Do you want to know how I feel about torture? Personally, I am against it, but if we can get information out of someone by breaking his knuckles, attaching electrodes to his testicles, or dragging him around with a dog leash, I say go for it—unless it violates the Geneva Convention. Then you do it in the kitchen where no one can see you.
Does this book appeal to conservatives or liberals? It appeals to both. There is something in it for anyone who watches Fox News, agrees with Bill O’Reilly and thinks Rush Limbaugh is a really neat guy. The reason I say this is because conservatives buy books. Ann Coulter is the right wing’s answer to Al Franken’s wife. All the liberals have are Michael Moore and Hillary Clinton—and we all know about them. But that doesn’t mean I don’t stick up for the Left. They buy books too (using food stamps).
There is something for everyone on the political spectrum.
You don’t have to be a “born again” anything. You don’t even have to be in favor of the Ten Commandments on state capitol buildings.

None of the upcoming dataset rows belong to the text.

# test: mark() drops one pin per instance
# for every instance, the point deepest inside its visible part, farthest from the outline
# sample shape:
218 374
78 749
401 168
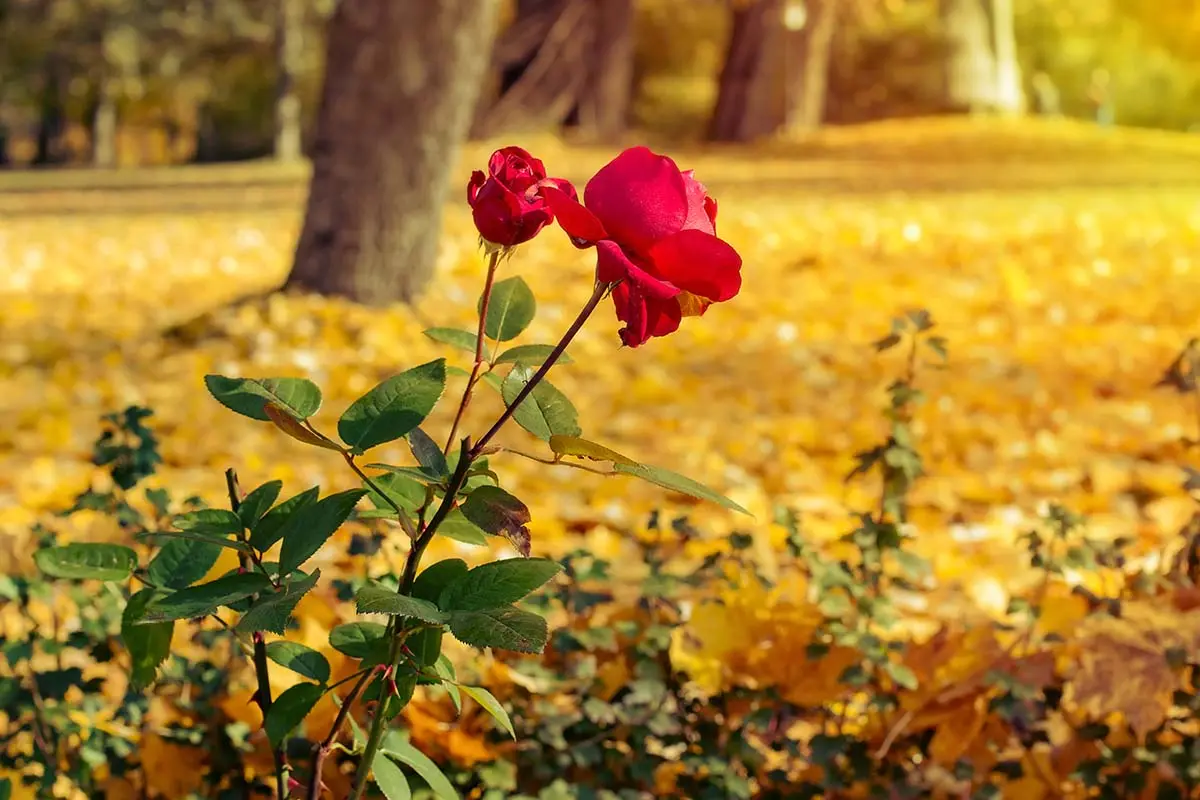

Some people may try to stop this book from being published because it makes fun of our president and all our revered institutions, including McDonald’s golden arches. But this is a free country, and you can write anything you want to. Getting on the best-seller list is another story.
Introduction
BY GARRY TRUDEAU
 
 
I’VE ALWAYS BEEN PARTIAL to introductions—particularly considering the alternative. If you need no introduction whatsoever, you’re probably paying some terrible price. Think Kato Kaelin. Martha Stewart. Paris Hilton. You get the idea.
There are, of course, happy exceptions: For many years, Art Buchwald needed no introduction. If he paid a price, I am unaware of it. I’m only aware of people paying him. In fact, he still needs no introduction to two generations of keenly devoted readers. (You folks can proceed directly to Chapter One.) It’s the newest generation that’s got him worried, and it should, because the young don’t seem to read newspapers, which is where both of us ply our trade. That Mr. Buchwald’s publisher has turned to me to bridge this gap is touching, because like the author, I’ve been handing out the same publicity photo for twenty years, effectively freezing the aging process, at least in the public imagination.
In any event, I’m happy to play along, because like most people in the satire biz, I am in Buchwald’s debt, with no hope of ever retiring it. His influence has been so wide and pervasive that all of us who make our livings with peashooters and slingshots and mud pies regard him with awe and, of course, suspicion. No one human, we reason, no matter how ambitious, could possibly strike so many blows in so many deserving quarters on such a consistent basis. There must be a team—Team Buchwald—assembling his columns. The maestro probably writes the lead and names his “source” (usually someone like “my pal Smeadley at Foggy Bottom”), but after that it’s outsourced to Tegucigalpa, where humble but wily campesinos, raised on badly-dubbed episodes of
The Simpsons
, cobble together the main text in comedy sweatshops so poorly lit that they must work in braille. The raw column is then translated back into standard English and returned to the head office on Connecticut Avenue where it is burnished by senior stylists for Buchwald’s final approval.
It’s just a theory. But in its absence, there is simply no explanation for Buchwald’s half century of carrying on so magnificently without pause. Woody Allen is right that 80 percent of success is showing up—and Art has shown up longer (about 92 percent longer), and with greater panache and good cheer (110 percent more), than anyone currently practicing the black arts.
If this is all news to you, great. Consider yourself introduced. Take it away, Art.
Economics Lesson
“ALL RIGHT CLASS, today we’re going to discuss the economic factors that make a society work. To make it easier, the children whose parents have jobs will sit on this side of the room. Those whose mothers and fathers don’t have jobs, sit on that side.